Majmu will never know it, but all hell broke loose in the racing faternity when she was awarded the Equus trophy for Champion Two-Year-Old Filly last August. While her many staunch supporters would have considered the industry’s highest recognition a mere formality for South Africa’s highest-ever rated thoroughbred in this category, a number of form experts, bloodstock agents and influential racing personalities disagreed in the strongest terms with the Equus panel’s decision.
Their vociferous revolt centered mainly around the fact that despite being unbeaten in three starts Majmu, with only a Gr2 success to her name, had been favoured over the four smart Gr1 winners in her group. If the best performances at the highest level is an absolute for the crowning of one generation’s leader, Majmu’s scooping of the vote, in racing’s academic theory, would border on the bizarre.
Look at Majmu. That’s her yes, a pretty woolly baby at her mother’s side in a paddock at Arrowfield Stud in Australia. What a beautiful yearling she grew into so soon after that. Later, she pricks ears on her proud head and gallops away. Don’t get nasty with her now!
Majmu won’t be aware of the things said about her when she canters down to the start for her first attempt beyond 1160m, but at the commencement of what has now become an unavoidable quest to prove her superiority, she has a mountain to climb. In theory, of course.
This will be Majmu’s first run around the bend, her first encounter with a formidable field of older rivals including a Gr1 heroine and two Gr2 winners – her first outing after illness and a five-month rest to boot.
The nature of the biased racing beast allows for members of Majmu’s supporters club to preach confidently and to whomever would listen about how our racer may well possess the rare x-factor, the inborn gene that separates superstars from champions; that she started her career with a Listed win, followed swiftly by a Gr3 and then a Gr2 triumph, that she strides with seemingly indestructible purpose, yet simultaneously never seems to break out of a lazy canter; that a Gr1 win is simply the next in Majmu’s natural and progressive sequence of success and that it will happen as surely as the sun rises in the East!

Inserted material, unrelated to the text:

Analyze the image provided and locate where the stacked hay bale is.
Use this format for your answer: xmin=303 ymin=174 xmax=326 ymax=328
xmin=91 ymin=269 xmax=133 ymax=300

However, this kind of feverish speculation will place the Majmu band in danger of lowering themselves to the level of one member of the opposite side who is reported to have squealed in self-righteous rage to the dismay of the other guests at an Equus Banquet table when Mike de Kock walked on stage to accept the award for Sheikh Hamdan’s sensational grey.
All nastiness aside. In racing, everyone has the right to express their unique views, supported by mainstream theory or sucked from a selfish thumb. Majmu may not rise to the occasion at Turffontein today. She may not progress to the heights expected of her and may have her colours decisively lowered this season, which will prove “the other side” to be one hundred percent right in their assessments of the scenario.
So let’s simply make our own, private judgement calls based on what we know, at this hour. Mathew de Kock said at 9pm on Friday night: “Majmu will improve with this run, she will have more to offer as the next number of weeks go by and she comes to her peak. But that said she has duly impressed us in her work recently, she is very well and we’re expecting her to be competitive, even after a rest and in a field of this calibre.”
Whatever happens, do keep in mind that pretty Majmu is just flesh and blood, don’t hold anything against her or let your personal views cloud your opinion of this freakishly talented thoroughbred specimen. Look at her photos above and just let go, enjoy and appreciate her superior class.
Oh, dear, oh, dear, it’s hard to stay calm and neutral in this fascinating sport of horseracing. Bring on the Spring Challenge. And then some!